Are you always in a hurry? (Stop it now!)

As I'm writing this, it's Monday. It used to be one of the most stressful days of the week, it even affected the day before (Sundays) when the piles of work, deadlines, and pressure started to kick in. For the past year, I've been teaching my self to stop doing this and find ways to have more fun while working. And it seems like I've actually managed to get some progress! Here are my tips what I've done:


The first thing I've started to do when I established my small game company was that I kept on trying to do all the same things as I would do in a medium/big company. Social media, sales, marketing, game development, blog writing, create tutorials, sell uDemy content, teach in schools, help young game developers, consult startup game studios/companies, run a family of three kids, spend quality time with friends/family, exercise and REPEAT!

You don't need to be a planning mastermind to see, that it's impossible to do all this. You could do it for a week, or maybe two or in some extreme cases a couple of weeks. But in the end, you will start burning out. Burnout is not a single night thing, it sneaks into your life slowly, but steadily. 

Unfortunately, running a company does include a lot of (different) work you just have to manage. For some parts, you can always hire someone to help out, but most likely you have a very strict budget to keep an eye of. So how can you get all the necessary done?

If you decide to work alone (or in a small team) you need to consider the size and amount of things you actually want to focus on, and what type of consequences do you expect to happen with these actions? Just by running around, doing a lot of stuff at the same time (and everything a little) will most likely not only burn you out but also have nothing done within a long time. That's basically because you've spread your time and energy on a hundred things and got all forward by, let's say that one percent.

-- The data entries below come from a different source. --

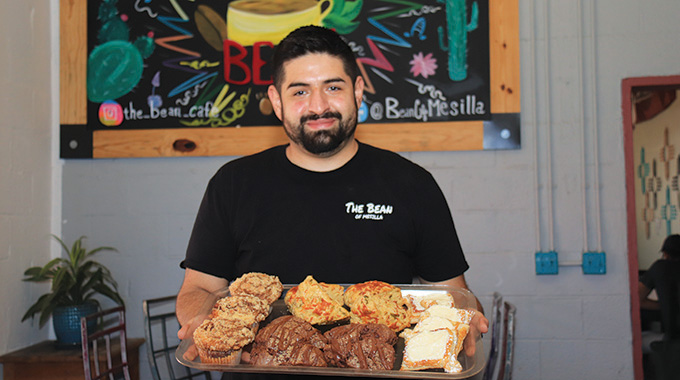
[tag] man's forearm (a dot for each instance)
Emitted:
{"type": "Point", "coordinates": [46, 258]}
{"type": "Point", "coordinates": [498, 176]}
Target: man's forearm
{"type": "Point", "coordinates": [190, 303]}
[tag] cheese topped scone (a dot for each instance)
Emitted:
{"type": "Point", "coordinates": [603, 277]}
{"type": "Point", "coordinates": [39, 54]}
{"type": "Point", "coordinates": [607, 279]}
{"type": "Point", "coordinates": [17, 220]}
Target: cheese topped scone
{"type": "Point", "coordinates": [378, 302]}
{"type": "Point", "coordinates": [310, 301]}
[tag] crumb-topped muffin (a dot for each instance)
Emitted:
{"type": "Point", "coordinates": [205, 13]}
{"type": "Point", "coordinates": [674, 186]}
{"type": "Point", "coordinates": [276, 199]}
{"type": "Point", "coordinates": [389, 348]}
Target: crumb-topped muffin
{"type": "Point", "coordinates": [220, 340]}
{"type": "Point", "coordinates": [260, 285]}
{"type": "Point", "coordinates": [245, 307]}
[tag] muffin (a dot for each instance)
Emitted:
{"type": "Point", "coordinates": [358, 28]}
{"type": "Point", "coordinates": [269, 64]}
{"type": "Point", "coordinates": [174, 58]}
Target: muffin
{"type": "Point", "coordinates": [260, 285]}
{"type": "Point", "coordinates": [221, 340]}
{"type": "Point", "coordinates": [245, 307]}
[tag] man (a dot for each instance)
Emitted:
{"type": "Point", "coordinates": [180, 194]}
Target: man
{"type": "Point", "coordinates": [325, 204]}
{"type": "Point", "coordinates": [663, 277]}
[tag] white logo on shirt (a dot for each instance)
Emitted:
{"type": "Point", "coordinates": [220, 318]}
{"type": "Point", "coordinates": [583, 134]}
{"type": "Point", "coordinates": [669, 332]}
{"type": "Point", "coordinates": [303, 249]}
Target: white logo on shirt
{"type": "Point", "coordinates": [368, 210]}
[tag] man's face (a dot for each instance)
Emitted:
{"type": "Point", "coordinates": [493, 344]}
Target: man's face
{"type": "Point", "coordinates": [317, 103]}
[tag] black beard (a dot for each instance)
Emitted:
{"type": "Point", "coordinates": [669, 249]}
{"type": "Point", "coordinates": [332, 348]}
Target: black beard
{"type": "Point", "coordinates": [325, 141]}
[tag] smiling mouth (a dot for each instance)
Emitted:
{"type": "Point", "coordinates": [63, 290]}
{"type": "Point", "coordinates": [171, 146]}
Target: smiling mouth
{"type": "Point", "coordinates": [319, 122]}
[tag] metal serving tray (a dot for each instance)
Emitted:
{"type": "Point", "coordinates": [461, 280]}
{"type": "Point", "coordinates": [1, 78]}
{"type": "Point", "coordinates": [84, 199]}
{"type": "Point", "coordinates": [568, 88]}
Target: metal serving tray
{"type": "Point", "coordinates": [463, 298]}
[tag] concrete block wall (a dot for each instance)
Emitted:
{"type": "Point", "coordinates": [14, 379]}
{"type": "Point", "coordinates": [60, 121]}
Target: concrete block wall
{"type": "Point", "coordinates": [26, 163]}
{"type": "Point", "coordinates": [507, 204]}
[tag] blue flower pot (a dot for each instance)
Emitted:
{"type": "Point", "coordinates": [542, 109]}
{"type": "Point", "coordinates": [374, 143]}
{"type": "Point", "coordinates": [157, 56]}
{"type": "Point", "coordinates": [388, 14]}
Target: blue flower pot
{"type": "Point", "coordinates": [66, 321]}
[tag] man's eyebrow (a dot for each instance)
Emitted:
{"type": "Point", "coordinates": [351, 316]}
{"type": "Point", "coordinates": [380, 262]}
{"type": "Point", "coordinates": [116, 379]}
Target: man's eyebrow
{"type": "Point", "coordinates": [327, 81]}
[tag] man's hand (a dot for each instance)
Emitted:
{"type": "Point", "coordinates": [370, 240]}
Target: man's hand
{"type": "Point", "coordinates": [187, 332]}
{"type": "Point", "coordinates": [194, 303]}
{"type": "Point", "coordinates": [478, 325]}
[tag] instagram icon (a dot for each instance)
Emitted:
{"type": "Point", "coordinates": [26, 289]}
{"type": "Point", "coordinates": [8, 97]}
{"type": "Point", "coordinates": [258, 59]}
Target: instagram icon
{"type": "Point", "coordinates": [110, 113]}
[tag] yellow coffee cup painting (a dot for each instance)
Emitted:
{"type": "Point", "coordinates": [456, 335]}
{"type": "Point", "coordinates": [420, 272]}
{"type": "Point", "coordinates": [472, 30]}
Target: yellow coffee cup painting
{"type": "Point", "coordinates": [251, 21]}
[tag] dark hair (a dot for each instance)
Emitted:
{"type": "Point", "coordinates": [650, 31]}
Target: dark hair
{"type": "Point", "coordinates": [312, 39]}
{"type": "Point", "coordinates": [671, 246]}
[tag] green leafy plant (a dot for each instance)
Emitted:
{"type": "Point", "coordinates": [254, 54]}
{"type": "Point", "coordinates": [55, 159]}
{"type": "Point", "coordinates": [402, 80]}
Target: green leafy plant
{"type": "Point", "coordinates": [75, 280]}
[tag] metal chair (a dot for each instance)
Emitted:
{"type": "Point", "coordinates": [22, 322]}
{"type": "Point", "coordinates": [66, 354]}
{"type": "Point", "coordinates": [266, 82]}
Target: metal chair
{"type": "Point", "coordinates": [111, 335]}
{"type": "Point", "coordinates": [160, 330]}
{"type": "Point", "coordinates": [501, 353]}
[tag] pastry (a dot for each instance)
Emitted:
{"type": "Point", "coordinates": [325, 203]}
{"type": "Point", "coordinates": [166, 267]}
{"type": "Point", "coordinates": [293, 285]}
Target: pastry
{"type": "Point", "coordinates": [245, 307]}
{"type": "Point", "coordinates": [378, 302]}
{"type": "Point", "coordinates": [429, 349]}
{"type": "Point", "coordinates": [220, 340]}
{"type": "Point", "coordinates": [418, 303]}
{"type": "Point", "coordinates": [261, 285]}
{"type": "Point", "coordinates": [310, 301]}
{"type": "Point", "coordinates": [361, 346]}
{"type": "Point", "coordinates": [289, 340]}
{"type": "Point", "coordinates": [437, 339]}
{"type": "Point", "coordinates": [451, 313]}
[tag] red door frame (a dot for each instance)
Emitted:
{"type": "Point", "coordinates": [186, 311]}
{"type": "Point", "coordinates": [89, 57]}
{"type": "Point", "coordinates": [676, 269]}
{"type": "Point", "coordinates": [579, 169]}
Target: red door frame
{"type": "Point", "coordinates": [628, 85]}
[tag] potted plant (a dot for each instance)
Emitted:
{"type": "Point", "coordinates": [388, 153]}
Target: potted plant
{"type": "Point", "coordinates": [76, 280]}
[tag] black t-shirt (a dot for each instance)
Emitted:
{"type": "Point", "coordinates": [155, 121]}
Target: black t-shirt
{"type": "Point", "coordinates": [379, 217]}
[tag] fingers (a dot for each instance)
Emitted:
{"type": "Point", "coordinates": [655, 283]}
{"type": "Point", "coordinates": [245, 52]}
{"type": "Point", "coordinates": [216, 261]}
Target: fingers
{"type": "Point", "coordinates": [191, 353]}
{"type": "Point", "coordinates": [182, 333]}
{"type": "Point", "coordinates": [478, 325]}
{"type": "Point", "coordinates": [469, 346]}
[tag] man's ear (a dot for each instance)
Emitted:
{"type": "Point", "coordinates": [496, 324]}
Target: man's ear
{"type": "Point", "coordinates": [359, 90]}
{"type": "Point", "coordinates": [275, 99]}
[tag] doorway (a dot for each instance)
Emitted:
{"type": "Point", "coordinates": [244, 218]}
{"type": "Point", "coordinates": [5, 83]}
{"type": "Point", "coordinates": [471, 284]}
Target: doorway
{"type": "Point", "coordinates": [652, 158]}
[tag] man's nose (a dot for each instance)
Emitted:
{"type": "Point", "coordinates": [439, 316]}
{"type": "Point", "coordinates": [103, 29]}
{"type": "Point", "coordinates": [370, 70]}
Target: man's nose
{"type": "Point", "coordinates": [318, 102]}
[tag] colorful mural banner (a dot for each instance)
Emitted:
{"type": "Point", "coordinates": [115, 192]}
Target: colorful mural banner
{"type": "Point", "coordinates": [205, 63]}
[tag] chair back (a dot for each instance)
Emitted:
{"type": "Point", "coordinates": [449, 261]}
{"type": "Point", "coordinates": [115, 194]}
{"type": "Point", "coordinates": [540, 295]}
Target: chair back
{"type": "Point", "coordinates": [160, 330]}
{"type": "Point", "coordinates": [501, 353]}
{"type": "Point", "coordinates": [105, 350]}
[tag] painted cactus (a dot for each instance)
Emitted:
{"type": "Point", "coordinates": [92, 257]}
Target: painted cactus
{"type": "Point", "coordinates": [115, 66]}
{"type": "Point", "coordinates": [458, 29]}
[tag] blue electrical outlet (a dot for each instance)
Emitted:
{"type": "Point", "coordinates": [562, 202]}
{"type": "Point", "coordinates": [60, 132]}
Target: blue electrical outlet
{"type": "Point", "coordinates": [594, 263]}
{"type": "Point", "coordinates": [546, 262]}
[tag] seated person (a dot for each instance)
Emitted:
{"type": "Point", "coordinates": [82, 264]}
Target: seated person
{"type": "Point", "coordinates": [663, 277]}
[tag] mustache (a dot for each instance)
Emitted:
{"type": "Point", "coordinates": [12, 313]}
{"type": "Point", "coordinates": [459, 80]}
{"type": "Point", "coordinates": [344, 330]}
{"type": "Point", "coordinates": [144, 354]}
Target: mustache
{"type": "Point", "coordinates": [325, 115]}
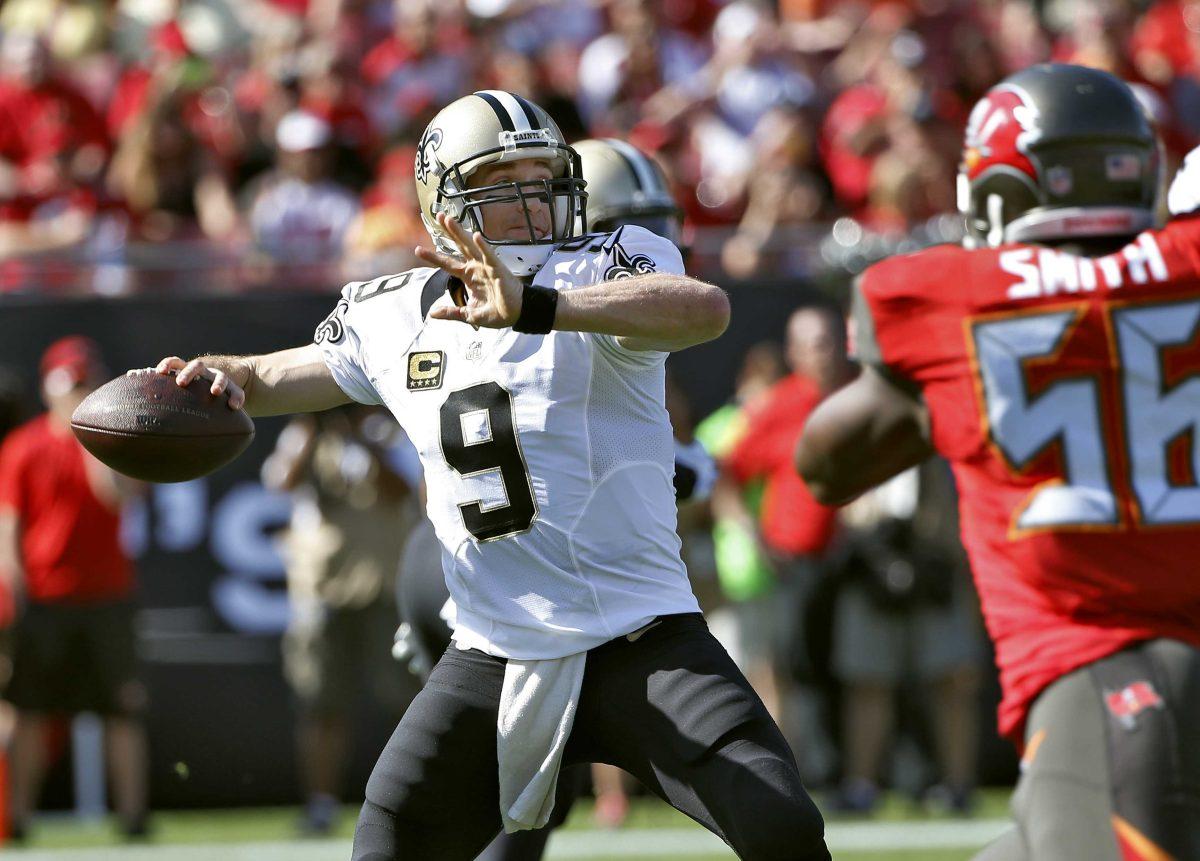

My workdays are five to seven hours long. I spend good amount of time to plan my coming week on Mondays, so I could use every day hours as efficient as possible. In the end, this SAVES TIME a lot, rather than running around blindly for hours each day. I have a plan, what I want to try out and I have my own evaluation, what these actions may bring back. Of course, in many cases, this evaluation proves to be wrong, but at least I had an idea of what I should do and why.


By planning, you save time. Keep the plans simple to follow so when the time comes, you can use the time for actual working, rather than trying to figure out what to do, how and how long are you supposed to spend time with it?

With a good plan, you're also able to identify when your work is actually complete and maybe even get a feeling of "I got stuff done today" at the end. Without a plan or goal for each day, it's easy to either keep on working for very long hours or lose the feeling of "success" because you always leave something "uncomplete" when ending the day.

When Friday (or the day which you've set as the end of the week) arrives, you can look back at your plans and see that you actually achieved most, or maybe even all of the goals which you've set for the week. With that feeling, you're super energized to hop into the weekend and take some time off from everything. With that time off, you're more pumped up for the next week!


For me, I always skipped exercise, since I thought that I don't have time for it. It felt like my days are so booked, that hitting the gym, walk/run or such is impossible. After the workday, I got so exhausted, that exercising was not an option. This is a never-ending circle to step into. 

You're exhausted because of lack of exercise, but with exercise you would not be that exhausted. When I realized how much energy exercise gives, it becomes a no-brainer to schedule 20-60 minutes of exercise for each workday. I tend to do this in the morning to kick off the day, or after lunch to skip the paralysis after eating.

I noticed that in the morning, I tend to spend that 20-60 minutes by just staring at a wall, or something similar to wake up. That's the perfect time to force yourself outside and go for a walk. It awakens you to a whole new level, to get stuff done during the day.

You don't have to go for a 'blood-sweat-tears' -type of training. Just casual walk around the neighborhood is enough.


What does everyone expect from you? The first fact for an entrepreneur and independent game developer is that they expect nothing from you. They expect to never hear from you and you are basically thin air for the world.

This is the most awesome places to be in. You can basically try out different stuff without the pressure of "losing your crowd" or making your brand appear in "bad light" and such. You're 100% free. (Just don't do anything illegal)

When you create something, you most likely want to make it as awesome as possible. Making awesome stuff takes time and in some cases, it takes way too much of time. Always plan your project that it is possible (in theory) to be developed within a short period of time. If you bite too big of a chunk, you will never get it done and end up losing the motivation along the way. 

At first, projects should be so small that you're able to create those before you lose interest. When you learn, you're more ready to scale up and create bigger games. Start small and build up from there! Even though you read this tip here, you will most likely still start too big of a project, but I'm telling you: This is the NUMBER ONE reason for almost all of the developers to fail. 

Build your perfect dream game after shipping multiple smaller games, then go for the big prize!


Alright, I have to cut this here. It would be awesome to keep on going with this post but I guess this is enough for a single post. Thank you very much for reading!